Mon séjour chez Bob tire à sa fin. Je suis heureux qu’il ne m’ait pas vu dans mon nouvel état. Surtout la cane. Il n’aurait pas supporté de me voir dépérir. Il m’aime beaucoup et me respecte. Nous n’avons jamais parlé de la maladie. Jamais.

Il me dit que maintenant son dernier souci c’est moi. Cet homme généreux et pudique s’inquiète pour moi.

Je ne le remercierai jamais assez de m’avoir permis de passer des jours sereins quand j’en avais le plus besoin.

Et si jamais il devait revenir pour récolter quelques affaires, je lui ai laissé la recette des boulettes aux petits pois sur son bureau. 

Rayon de soleil

Elle s’appelle Faviola et elle vient du Guatemala. La sécurité sociale me l’envoie tous frais payés pour s’occuper de moi.

Elle arrive tous les matins vers 8H30, tire les rideaux et s’affaire à me préparer mon petit déjeuner. Café noir et sucre inclus, bien sûr.
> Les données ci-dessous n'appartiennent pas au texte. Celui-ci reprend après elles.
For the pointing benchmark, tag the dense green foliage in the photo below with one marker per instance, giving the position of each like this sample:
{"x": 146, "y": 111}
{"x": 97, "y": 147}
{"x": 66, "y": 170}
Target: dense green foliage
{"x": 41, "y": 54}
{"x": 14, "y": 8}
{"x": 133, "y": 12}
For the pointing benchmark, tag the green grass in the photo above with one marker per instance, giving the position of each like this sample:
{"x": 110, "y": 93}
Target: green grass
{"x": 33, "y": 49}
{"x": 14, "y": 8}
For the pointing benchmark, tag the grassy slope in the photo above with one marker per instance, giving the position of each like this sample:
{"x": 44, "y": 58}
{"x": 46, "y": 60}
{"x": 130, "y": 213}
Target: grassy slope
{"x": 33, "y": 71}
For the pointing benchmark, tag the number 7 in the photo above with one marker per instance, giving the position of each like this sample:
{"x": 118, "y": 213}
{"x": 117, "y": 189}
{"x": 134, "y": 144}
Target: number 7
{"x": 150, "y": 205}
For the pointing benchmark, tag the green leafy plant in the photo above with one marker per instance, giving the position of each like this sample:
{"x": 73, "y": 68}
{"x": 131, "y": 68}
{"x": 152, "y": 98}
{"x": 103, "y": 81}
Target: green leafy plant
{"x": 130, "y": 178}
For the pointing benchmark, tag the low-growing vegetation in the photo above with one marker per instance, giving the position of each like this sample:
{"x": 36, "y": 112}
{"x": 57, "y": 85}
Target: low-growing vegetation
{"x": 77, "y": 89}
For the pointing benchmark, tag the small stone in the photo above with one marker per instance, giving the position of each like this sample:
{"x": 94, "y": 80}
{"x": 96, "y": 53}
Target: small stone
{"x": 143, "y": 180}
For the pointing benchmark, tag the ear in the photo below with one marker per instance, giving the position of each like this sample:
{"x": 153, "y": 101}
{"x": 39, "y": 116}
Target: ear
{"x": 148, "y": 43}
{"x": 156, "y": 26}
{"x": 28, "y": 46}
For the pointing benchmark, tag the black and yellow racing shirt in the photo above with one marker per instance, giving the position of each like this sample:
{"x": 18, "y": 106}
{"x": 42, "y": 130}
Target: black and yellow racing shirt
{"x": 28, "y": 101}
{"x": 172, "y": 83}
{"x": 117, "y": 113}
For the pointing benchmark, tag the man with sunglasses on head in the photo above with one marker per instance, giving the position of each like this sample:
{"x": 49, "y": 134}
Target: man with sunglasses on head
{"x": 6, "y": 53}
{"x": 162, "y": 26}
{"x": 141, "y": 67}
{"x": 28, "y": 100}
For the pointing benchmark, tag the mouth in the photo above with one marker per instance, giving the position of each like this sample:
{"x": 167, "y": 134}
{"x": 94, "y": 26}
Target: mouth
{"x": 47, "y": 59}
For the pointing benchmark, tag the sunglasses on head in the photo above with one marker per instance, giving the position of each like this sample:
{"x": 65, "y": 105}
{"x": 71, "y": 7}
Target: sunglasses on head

Elle me l’amène au lit. Plus tard elle m’aide à faire ma toilette et prendre ma douche.  Elle me conduit à mes rendez-vous d’hôpitaux, prépare le diner et repasse mon linge. Elle me quitte vers 18 heures.

Et pour la pierre tombale. Ca y est j’ai trouvé :

        Passez quand vous voulez. Je ne bouge pas !

Le miracle continue et mon ange gardien m’ouvre un nouveau chemin.

Victor Assouline

Victorassouline48@gmail.com

1-213-398 9425

PS : Si vous lisez ceci, j’ai besoin d’un trois pièces avec vue sur les collines d'Hollywood. …..Ou un garage downtown …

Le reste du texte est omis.